The Western Dressage Association of America (WDAA)

The Western Dressage Association of America holds the rule book on what is expected in the dressage arena from what kind of tack to use or what kind of test you want to perform. As a 501c3 nonprofit, the WDAA's mission to educate riders about the well-being of the horse and it has been recognized by the United States Equestrian Federation (USEF) since 2013. With only basic tack and attire requirements, the WDAA encourages any rider and equine partnership to participate in a western dressage test.


Any western bridle made of leather or leather-type material may be used, with or without a cavesson. A snaffle or bosal may be used at any age or any level as long as the rider uses two hands while performing their test. When using a curb bit, the rider may choose to use one or two hands. If a rider chooses to use two hands they may not switch back and forth between one and two hands during the test.

Any western saddle may be used to perform your tests unless you are using a tapaderos saddle which is not permitted when performing in a Western Dressage Equitation class. Horns on your western saddle are optional as well. Western breastplates and cruppers may also be used at the rider's discretion. Silver will not count against your overall score.

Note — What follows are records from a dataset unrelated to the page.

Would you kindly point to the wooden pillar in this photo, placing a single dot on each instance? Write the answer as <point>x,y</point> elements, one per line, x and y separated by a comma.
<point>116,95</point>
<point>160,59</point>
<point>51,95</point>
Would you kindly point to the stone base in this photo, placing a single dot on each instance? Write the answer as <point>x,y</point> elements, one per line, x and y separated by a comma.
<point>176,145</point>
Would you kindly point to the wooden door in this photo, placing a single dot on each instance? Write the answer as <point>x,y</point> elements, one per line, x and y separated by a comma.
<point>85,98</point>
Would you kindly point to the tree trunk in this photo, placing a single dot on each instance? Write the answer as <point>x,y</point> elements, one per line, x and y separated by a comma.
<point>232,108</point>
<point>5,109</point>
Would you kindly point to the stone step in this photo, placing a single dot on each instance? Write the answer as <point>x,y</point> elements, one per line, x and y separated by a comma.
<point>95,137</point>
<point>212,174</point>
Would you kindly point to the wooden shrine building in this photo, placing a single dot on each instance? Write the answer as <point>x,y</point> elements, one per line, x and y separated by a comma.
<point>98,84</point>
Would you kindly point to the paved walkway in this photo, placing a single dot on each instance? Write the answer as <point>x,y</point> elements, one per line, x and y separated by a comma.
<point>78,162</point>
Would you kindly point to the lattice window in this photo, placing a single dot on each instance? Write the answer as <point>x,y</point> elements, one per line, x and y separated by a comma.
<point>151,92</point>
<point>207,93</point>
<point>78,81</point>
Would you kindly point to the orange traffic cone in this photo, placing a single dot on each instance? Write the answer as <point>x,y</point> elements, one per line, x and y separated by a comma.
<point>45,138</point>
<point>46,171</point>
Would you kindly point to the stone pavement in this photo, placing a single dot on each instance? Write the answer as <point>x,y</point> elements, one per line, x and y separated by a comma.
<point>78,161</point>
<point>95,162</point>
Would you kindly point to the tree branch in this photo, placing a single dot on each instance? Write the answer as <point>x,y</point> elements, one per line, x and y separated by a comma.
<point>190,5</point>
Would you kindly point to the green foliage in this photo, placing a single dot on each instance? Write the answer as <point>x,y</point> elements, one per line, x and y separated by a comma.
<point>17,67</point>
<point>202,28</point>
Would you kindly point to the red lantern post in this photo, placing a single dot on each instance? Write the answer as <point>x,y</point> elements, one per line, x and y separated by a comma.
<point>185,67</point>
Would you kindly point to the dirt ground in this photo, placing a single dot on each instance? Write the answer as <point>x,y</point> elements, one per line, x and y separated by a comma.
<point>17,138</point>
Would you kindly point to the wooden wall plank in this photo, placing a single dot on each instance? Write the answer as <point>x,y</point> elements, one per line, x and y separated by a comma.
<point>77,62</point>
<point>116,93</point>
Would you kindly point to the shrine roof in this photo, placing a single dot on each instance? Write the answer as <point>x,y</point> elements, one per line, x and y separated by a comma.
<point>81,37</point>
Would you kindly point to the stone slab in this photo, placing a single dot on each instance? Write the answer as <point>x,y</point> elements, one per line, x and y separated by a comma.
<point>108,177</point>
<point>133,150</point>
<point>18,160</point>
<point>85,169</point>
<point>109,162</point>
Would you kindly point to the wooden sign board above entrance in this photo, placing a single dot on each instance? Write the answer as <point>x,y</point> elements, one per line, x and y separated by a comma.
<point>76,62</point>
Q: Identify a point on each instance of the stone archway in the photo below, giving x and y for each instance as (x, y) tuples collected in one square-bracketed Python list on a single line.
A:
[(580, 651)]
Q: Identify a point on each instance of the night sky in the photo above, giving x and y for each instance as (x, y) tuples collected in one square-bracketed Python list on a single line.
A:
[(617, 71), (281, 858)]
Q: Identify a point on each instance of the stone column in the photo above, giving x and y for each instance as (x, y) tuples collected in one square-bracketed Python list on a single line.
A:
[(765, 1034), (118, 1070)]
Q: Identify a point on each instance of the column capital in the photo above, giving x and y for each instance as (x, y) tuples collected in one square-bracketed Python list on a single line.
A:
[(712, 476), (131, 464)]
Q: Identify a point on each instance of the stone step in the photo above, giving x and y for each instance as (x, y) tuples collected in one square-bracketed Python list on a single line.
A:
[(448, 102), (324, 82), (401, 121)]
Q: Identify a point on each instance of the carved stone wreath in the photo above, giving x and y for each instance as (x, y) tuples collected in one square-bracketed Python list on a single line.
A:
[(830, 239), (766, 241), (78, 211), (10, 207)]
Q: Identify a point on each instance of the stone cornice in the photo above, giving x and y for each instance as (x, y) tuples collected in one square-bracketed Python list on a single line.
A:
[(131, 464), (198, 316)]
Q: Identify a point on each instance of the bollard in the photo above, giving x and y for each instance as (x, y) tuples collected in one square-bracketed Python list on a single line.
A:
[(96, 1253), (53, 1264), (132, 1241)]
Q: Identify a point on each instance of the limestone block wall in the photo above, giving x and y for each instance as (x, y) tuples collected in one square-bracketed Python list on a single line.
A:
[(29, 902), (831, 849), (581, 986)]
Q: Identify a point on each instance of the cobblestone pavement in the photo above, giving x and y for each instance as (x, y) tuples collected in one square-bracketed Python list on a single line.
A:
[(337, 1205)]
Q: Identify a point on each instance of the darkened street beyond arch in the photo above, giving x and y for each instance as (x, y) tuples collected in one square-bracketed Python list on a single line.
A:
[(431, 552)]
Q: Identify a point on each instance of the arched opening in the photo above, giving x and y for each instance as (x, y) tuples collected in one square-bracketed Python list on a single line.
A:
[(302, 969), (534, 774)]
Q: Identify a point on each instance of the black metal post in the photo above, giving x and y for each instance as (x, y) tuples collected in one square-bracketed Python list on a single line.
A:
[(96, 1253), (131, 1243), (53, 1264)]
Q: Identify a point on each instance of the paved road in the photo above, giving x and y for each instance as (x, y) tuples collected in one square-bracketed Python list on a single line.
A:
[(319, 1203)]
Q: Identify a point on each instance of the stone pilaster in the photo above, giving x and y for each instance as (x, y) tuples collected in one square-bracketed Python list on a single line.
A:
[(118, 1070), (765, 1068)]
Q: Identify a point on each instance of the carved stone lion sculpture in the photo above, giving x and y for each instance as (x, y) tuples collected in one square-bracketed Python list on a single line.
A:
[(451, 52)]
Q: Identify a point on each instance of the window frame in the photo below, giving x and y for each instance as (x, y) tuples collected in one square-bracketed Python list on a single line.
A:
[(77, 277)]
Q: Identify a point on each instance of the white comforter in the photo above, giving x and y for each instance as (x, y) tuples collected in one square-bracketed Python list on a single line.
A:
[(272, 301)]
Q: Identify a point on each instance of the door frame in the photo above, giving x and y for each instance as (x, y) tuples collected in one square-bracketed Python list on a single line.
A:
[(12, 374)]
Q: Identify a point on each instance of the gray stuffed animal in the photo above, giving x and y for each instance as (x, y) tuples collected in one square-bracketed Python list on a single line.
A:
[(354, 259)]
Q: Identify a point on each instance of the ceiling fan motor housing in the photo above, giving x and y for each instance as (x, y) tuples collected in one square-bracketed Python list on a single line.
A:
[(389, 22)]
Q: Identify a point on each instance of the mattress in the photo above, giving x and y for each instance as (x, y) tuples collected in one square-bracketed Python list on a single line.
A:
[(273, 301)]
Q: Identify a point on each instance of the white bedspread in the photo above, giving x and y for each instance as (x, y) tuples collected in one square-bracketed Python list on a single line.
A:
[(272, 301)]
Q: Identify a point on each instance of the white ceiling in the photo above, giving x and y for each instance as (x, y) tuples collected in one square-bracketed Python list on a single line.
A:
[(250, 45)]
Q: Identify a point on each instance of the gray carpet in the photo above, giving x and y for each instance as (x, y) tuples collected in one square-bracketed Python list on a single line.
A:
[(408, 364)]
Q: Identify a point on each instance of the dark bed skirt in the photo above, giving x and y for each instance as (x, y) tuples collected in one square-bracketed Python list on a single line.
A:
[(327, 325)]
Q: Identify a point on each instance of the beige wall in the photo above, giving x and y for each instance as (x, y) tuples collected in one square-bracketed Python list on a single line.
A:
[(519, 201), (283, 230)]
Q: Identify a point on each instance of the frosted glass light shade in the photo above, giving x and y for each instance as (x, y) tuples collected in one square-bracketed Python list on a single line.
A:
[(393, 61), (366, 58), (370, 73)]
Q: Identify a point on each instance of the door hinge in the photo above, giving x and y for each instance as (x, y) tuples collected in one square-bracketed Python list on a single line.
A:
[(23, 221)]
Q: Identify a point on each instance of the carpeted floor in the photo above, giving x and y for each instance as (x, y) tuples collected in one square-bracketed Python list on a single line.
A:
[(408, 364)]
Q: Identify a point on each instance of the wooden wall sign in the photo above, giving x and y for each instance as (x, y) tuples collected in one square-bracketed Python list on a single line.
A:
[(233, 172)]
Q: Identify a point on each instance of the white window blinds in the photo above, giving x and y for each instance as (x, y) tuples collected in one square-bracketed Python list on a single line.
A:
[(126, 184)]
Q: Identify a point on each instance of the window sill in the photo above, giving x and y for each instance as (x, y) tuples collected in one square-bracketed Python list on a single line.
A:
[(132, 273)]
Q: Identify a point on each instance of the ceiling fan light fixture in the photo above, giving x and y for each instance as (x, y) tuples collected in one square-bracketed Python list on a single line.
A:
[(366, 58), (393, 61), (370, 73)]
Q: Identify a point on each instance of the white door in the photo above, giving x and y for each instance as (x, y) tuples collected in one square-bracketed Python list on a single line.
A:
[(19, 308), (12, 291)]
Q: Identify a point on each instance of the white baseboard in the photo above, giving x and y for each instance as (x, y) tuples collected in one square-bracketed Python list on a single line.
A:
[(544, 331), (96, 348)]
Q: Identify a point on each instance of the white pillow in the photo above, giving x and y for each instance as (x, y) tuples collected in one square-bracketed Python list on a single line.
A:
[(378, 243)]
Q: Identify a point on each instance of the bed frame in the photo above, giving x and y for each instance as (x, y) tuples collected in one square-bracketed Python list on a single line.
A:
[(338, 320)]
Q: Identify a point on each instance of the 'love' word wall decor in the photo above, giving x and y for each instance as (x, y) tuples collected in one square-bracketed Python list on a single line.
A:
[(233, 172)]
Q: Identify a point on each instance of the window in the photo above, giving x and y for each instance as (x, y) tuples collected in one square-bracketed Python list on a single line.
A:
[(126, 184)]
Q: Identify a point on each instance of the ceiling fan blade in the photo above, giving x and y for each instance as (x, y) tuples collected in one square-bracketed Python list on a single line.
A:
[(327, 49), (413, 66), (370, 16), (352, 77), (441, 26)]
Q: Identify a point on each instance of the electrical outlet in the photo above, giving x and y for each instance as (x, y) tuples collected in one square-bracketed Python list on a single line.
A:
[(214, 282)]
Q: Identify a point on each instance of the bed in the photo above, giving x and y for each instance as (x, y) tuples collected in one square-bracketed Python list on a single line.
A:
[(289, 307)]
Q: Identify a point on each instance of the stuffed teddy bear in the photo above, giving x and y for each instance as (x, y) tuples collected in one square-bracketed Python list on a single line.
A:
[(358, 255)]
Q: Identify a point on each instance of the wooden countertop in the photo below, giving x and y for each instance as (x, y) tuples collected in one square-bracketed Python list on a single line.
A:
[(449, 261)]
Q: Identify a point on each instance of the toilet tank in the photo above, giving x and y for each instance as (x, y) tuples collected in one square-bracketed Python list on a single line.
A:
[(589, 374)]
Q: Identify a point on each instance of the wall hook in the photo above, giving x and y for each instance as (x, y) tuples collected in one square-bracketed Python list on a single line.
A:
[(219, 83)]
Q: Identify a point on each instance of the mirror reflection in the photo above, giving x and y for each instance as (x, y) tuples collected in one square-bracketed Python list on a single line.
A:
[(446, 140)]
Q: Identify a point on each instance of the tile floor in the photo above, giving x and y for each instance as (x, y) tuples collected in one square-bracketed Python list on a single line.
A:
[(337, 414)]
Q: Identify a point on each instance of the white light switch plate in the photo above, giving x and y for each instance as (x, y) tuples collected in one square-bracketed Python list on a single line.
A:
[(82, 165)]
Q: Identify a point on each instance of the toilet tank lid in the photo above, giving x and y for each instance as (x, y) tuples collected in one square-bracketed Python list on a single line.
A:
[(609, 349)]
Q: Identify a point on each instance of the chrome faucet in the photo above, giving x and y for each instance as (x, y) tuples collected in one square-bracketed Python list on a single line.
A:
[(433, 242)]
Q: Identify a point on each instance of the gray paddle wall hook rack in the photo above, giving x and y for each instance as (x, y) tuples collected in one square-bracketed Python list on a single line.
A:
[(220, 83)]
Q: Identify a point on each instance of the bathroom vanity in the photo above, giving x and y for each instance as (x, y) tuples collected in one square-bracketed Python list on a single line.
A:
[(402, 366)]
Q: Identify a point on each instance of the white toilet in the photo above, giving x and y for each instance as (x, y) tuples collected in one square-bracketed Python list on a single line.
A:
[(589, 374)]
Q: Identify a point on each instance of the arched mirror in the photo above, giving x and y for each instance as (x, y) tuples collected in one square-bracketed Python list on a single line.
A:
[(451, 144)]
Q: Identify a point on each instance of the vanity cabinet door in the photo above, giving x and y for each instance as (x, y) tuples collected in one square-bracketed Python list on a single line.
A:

Whips may be no longer than 47 inches including lash. Polo wraps are permitted in the dressage ring but must be as matching to the horse's color as possible.

Rider Apparel

Riders must have a suitable hat, boots, trousers and long-sleeved shirts of any color. Short sleeves may be at the discretion of the judge of the day. Optional accessories are a scarf, bow ties, neckties, vest, jackets, spurs (English or western, but no sharp tines permitted) chaps, shotgun chaps or chinks. For the hat, protective gear such as a helmet is recommended but not required, you may wear a western hat instead.

Western Dressage Tests

There are six levels of tests in which a horse and rider combination can compete: intro level, basic level, level one, level two, level three, and freestyle. The levels are used to judge the correctness of the horse and rider's schooling as they move upward into more advanced maneuvers.

Scoring Criteria

  • Freedom and regularity of the horse's movement (gaits).
  • Your horse's desire to move forward, the elasticity of steps and roundness (impulsion).
  • The horse's attention and confidence, harmony with the rider, lightness of movements and acceptance of the bit (submission).
  • Position, correctness of the seat, and effect of the aids (rider ability).

Each movement is scored on a scale from 0- “Not performed" to 10-"excellent", which creates an overall score for the test. Each level requires a certain test score to move up to the next level, and each test is timed for a specific level and the size of the arena."

Dressage Arenas

The small dressage arena is 20x40 meters with the letters of A, F, B, M, C, H, E & K, and the large arena is 20x60 meters with the letters of A, F, P, B, R, M, C, H, S, E, V & K. When you sign up for your dressage test be mindful of what size ring you will be performing your test in so that you are practicing with the right letters and size. The letters are important as they tell you where your test will change directionally or change to a different gait. As you get into higher levels of your tests there will be even more challenging gaits and movements that will be required of you and your horse.

Since dressage is all about acknowledging your schooling, judges will give you your test sheet so you know what you have to work on before you go to your next test. As you might expect, hard work dedication, and practice will pay off, not only with a particular dressage test, but in your everyday riding and enjoyment of your partner. You can read up on the rules and regulations on the WDAA's website and get in the saddle!